How to create a local RAG-enabled LLM server that provides safe access to your documents

This tutorial explains how to set up a headless RAG-enabled large language model (LLM) on an Ubuntu server. By the end, you will be able to chat with your LLM running locally on your own infrastructure. Your conversations will not be sent to third-party servers, ensuring that your prompts, responses, and any uploaded files remain private and under your control.

A quick word on security

Effective network security begins with a strong perimeter defence. One of the most critical steps is configuring a firewall on your router and hosts to explicitly deny all unsolicited inbound traffic from the internet. This “default deny” posture ensures that no internal services are accidentally exposed, creating a controlled environment where all communication is initiated from within your trusted network.

A common and potentially dangerous misconception is that Network Address Translation (NAT) alone provides sufficient security. While NAT obscures internal devices, it is a routing mechanism rather than a security control. Meaningful protection comes only from a deliberately configured firewall. Relying solely on NAT can leave your network vulnerable to determined attacks that bypass this superficial barrier.

Index

This tutorial is divided into the following sections:

  1. The Ubuntu Server
  2. (Optional) Python scripts
  3. Install and configure Ollama
  4. Choosing your model
  5. Install Docker
  6. Install and configure Open WebUI
  7. Install and configure Chroma DB
  8. Reconfigure Open WebUI to use the Chroma DB vector database
  9. Create a Workspace Knowledge Collection with your RAG content
  10. systemctl Cheat Sheet
  11. ufw Cheat Sheet
  12. Ollama Cheat Sheet
  13. Docker Cheat Sheet
  14. (Optional) Working with Chroma DB

Each topic is substantial, and this tutorial focuses on the essentials required to achieve the desired outcome. Along the way, we validate progress at each stage. You are encouraged to comment on and extend this work to help others. If you find it useful, please like, share, and subscribe.

 

1. The Ubuntu Server

All examples in this guide assume a CPU-only setup. If you have a GPU available—either on bare metal or passed through to a virtual machine—you will need to adjust parameters accordingly to take advantage of that hardware.

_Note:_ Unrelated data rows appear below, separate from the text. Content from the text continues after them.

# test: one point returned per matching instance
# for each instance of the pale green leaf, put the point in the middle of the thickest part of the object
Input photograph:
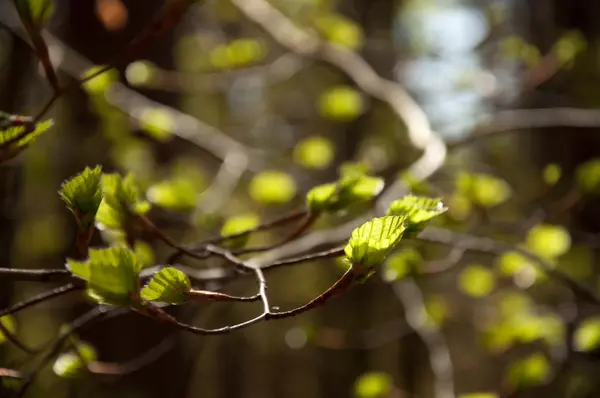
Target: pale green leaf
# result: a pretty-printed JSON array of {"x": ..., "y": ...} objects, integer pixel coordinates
[
  {"x": 371, "y": 243},
  {"x": 82, "y": 194},
  {"x": 373, "y": 385},
  {"x": 272, "y": 187},
  {"x": 111, "y": 274},
  {"x": 9, "y": 323},
  {"x": 74, "y": 363},
  {"x": 169, "y": 285},
  {"x": 418, "y": 210},
  {"x": 528, "y": 372}
]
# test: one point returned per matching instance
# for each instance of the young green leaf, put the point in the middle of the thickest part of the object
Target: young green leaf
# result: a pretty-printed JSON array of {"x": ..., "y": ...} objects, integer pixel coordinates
[
  {"x": 111, "y": 274},
  {"x": 169, "y": 285},
  {"x": 15, "y": 139},
  {"x": 73, "y": 363},
  {"x": 419, "y": 211},
  {"x": 239, "y": 224},
  {"x": 349, "y": 190},
  {"x": 82, "y": 194},
  {"x": 9, "y": 324},
  {"x": 371, "y": 243}
]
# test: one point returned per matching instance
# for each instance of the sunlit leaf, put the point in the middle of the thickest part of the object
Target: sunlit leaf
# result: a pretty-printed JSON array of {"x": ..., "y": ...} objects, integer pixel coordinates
[
  {"x": 371, "y": 243},
  {"x": 100, "y": 83},
  {"x": 8, "y": 321},
  {"x": 373, "y": 385},
  {"x": 272, "y": 187},
  {"x": 528, "y": 372},
  {"x": 82, "y": 194},
  {"x": 169, "y": 285},
  {"x": 587, "y": 335},
  {"x": 548, "y": 241},
  {"x": 476, "y": 281},
  {"x": 15, "y": 139},
  {"x": 419, "y": 211},
  {"x": 314, "y": 152},
  {"x": 74, "y": 363},
  {"x": 238, "y": 224},
  {"x": 349, "y": 190},
  {"x": 404, "y": 263},
  {"x": 111, "y": 274},
  {"x": 342, "y": 103}
]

The server used in this tutorial is a virtual machine with the following specifications:

  • 32 GB RAM
  • 128 GB disk
  • 16 CPU cores
  • No GPU
  • OS: Ubuntu 24.04.3 LTS

During installation, the OpenSSH server was installed (this can also be done post-install). All system packages are fully up to date.

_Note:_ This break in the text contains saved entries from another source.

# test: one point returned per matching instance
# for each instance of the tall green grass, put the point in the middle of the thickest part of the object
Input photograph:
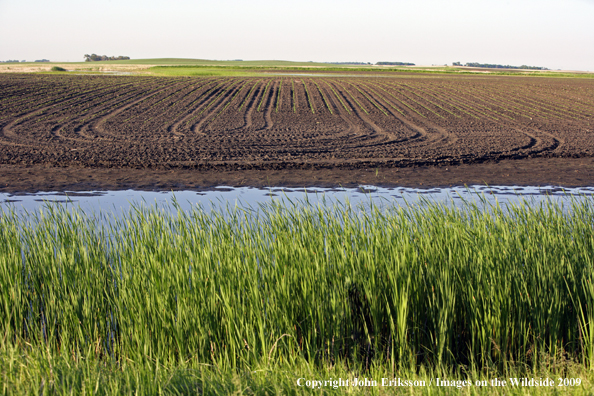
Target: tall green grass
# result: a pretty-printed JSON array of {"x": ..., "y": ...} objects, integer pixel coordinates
[{"x": 477, "y": 287}]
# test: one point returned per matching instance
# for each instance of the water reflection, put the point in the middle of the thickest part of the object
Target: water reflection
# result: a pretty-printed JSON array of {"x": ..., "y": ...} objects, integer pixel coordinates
[{"x": 118, "y": 201}]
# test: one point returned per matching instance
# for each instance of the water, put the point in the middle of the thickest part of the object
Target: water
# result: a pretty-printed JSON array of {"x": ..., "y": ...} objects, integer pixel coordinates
[{"x": 119, "y": 201}]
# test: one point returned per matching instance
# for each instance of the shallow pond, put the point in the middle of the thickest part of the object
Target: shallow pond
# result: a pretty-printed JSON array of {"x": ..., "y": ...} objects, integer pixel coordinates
[{"x": 117, "y": 201}]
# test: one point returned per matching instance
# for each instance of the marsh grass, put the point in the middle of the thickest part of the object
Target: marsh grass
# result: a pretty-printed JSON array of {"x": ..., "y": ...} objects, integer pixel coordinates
[{"x": 291, "y": 287}]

The firewall is enabled, with SSH access allowed on port 22 from the local LAN only.

sudo ufw allow from 192.168.16.0/24 to any port 22

The server has a static IP address of 192.168.16.7.

 

2. (Optional) Python scripts

Throughout the tutorial, optional Python scripts are provided. These are not required to follow the core setup steps, but they may be useful if you intend to build custom applications or integrations around your locally hosted LLM.

All scripts were tested using Visual Studio Code. You should create a Python virtual environment. A requirements.txt file is provided alongside each example to document the required dependencies.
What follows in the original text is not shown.